L’art qui soulève des questions survivra toujours à l’art qui nous donne des réponses. Ironiquement, ma question était la suivante : d'accord, la femelle a le rôle principal – qu'est-ce qu'elle va en faire ? L’existence féminine ne se limite-t-elle pas à s’opposer au patriarcat ? Mais c'est aussi la question de Juliette, et elle n'est pas résolue en une seule nuit. Dans une soirée pleine de protagonistes féminins et de ballades puissantes, les habitudes du public ont toujours la vie dure – certains des applaudissements les plus féroces ont été pour l'entrée de Roméo et une séquence de Boy Band sans aucun doute bien exécutée (pour rendre aux diables leur dû).

Les sections les plus intéressantes de l’histoire pour moi étaient les conversations plus nuancées et complexes entre Anne et Shakespeare. Ceux-ci en ont révélé plus sur l’expérience humaine que n’importe quel hymne rock individuel, et ce sont les seuls moments qui m’ont tiré le cœur. Peut-être que, maintenant que Juliette a la chance de vivre et de mûrir, son voyage évoluera vers davantage de moments comme ceux-ci.
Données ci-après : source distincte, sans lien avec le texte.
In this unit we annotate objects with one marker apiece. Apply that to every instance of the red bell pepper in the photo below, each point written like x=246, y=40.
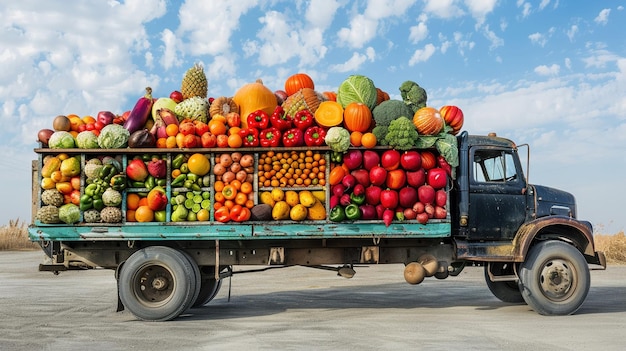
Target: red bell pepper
x=249, y=136
x=293, y=137
x=303, y=119
x=269, y=137
x=280, y=119
x=258, y=120
x=314, y=136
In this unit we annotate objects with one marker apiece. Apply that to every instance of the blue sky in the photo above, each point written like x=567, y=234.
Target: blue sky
x=548, y=73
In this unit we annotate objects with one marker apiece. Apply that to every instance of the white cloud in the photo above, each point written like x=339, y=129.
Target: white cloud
x=422, y=55
x=551, y=70
x=603, y=17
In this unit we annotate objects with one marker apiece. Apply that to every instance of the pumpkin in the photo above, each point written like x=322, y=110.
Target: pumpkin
x=305, y=98
x=428, y=121
x=252, y=97
x=297, y=82
x=453, y=116
x=329, y=114
x=357, y=117
x=381, y=96
x=222, y=106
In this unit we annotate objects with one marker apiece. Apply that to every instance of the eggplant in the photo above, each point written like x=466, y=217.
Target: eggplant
x=141, y=138
x=139, y=114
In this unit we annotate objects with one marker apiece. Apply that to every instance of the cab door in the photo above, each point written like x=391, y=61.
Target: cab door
x=497, y=201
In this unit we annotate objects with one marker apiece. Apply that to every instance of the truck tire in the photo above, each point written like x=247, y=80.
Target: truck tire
x=158, y=283
x=506, y=291
x=554, y=279
x=209, y=287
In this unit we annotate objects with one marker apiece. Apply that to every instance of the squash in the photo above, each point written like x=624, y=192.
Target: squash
x=252, y=97
x=428, y=121
x=297, y=82
x=223, y=105
x=329, y=114
x=357, y=117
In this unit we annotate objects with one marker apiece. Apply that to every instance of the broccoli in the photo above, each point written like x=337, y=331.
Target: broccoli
x=389, y=110
x=402, y=134
x=380, y=132
x=413, y=95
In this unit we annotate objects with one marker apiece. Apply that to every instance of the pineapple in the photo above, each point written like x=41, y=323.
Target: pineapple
x=194, y=83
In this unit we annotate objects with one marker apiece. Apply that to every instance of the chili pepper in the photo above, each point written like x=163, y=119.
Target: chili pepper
x=280, y=119
x=293, y=137
x=178, y=161
x=258, y=120
x=249, y=136
x=118, y=182
x=269, y=137
x=86, y=202
x=239, y=213
x=314, y=136
x=337, y=214
x=357, y=199
x=303, y=119
x=222, y=214
x=353, y=212
x=229, y=192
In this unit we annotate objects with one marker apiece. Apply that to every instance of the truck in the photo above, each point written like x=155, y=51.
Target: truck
x=528, y=238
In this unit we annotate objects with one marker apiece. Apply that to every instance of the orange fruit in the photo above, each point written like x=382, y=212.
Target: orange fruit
x=132, y=201
x=217, y=127
x=235, y=141
x=144, y=214
x=355, y=138
x=368, y=140
x=171, y=130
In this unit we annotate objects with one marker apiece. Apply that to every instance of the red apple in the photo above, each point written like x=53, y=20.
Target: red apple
x=370, y=159
x=378, y=175
x=416, y=178
x=177, y=96
x=390, y=160
x=411, y=160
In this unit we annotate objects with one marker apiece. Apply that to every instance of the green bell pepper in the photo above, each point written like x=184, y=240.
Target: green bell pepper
x=353, y=212
x=337, y=214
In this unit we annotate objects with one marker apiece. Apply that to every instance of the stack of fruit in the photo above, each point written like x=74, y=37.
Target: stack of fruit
x=390, y=186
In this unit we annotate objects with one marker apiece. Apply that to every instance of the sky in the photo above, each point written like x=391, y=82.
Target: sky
x=548, y=73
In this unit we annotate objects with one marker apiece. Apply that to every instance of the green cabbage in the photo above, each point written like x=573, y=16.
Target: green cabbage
x=87, y=140
x=69, y=213
x=113, y=136
x=357, y=88
x=61, y=140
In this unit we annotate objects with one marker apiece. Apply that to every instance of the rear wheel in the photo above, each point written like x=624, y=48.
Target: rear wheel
x=158, y=283
x=506, y=291
x=554, y=279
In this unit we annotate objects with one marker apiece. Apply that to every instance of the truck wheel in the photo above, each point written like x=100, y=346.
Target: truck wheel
x=209, y=287
x=506, y=291
x=554, y=279
x=158, y=283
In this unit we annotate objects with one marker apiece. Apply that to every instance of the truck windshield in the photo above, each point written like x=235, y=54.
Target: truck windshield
x=494, y=166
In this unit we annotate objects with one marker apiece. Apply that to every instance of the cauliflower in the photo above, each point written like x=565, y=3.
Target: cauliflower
x=413, y=95
x=402, y=134
x=338, y=138
x=389, y=110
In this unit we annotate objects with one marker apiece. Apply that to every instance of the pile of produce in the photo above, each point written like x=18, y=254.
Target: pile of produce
x=296, y=145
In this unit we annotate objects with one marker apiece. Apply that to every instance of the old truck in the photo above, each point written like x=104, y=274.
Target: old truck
x=527, y=237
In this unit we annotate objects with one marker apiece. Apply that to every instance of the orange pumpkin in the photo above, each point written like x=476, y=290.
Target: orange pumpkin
x=297, y=82
x=252, y=97
x=428, y=121
x=357, y=117
x=453, y=116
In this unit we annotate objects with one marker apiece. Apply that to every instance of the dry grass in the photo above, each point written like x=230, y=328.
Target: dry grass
x=14, y=236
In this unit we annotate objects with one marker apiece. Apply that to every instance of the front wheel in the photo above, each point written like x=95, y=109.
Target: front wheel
x=158, y=283
x=554, y=279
Durée : Environ deux heures et 30 minutes, incluant un entracte de 15 minutes.

& Juliette joue jusqu'au 28 septembre 2024 au France-Merrick Performing Arts Center du Théâtre Hippodrome, 12 N. Eutaw Street, Baltimore, MD. Achetez des billets (49 $ à 269 $, frais de service compris) en ligne ou appelez le 410.837.7400.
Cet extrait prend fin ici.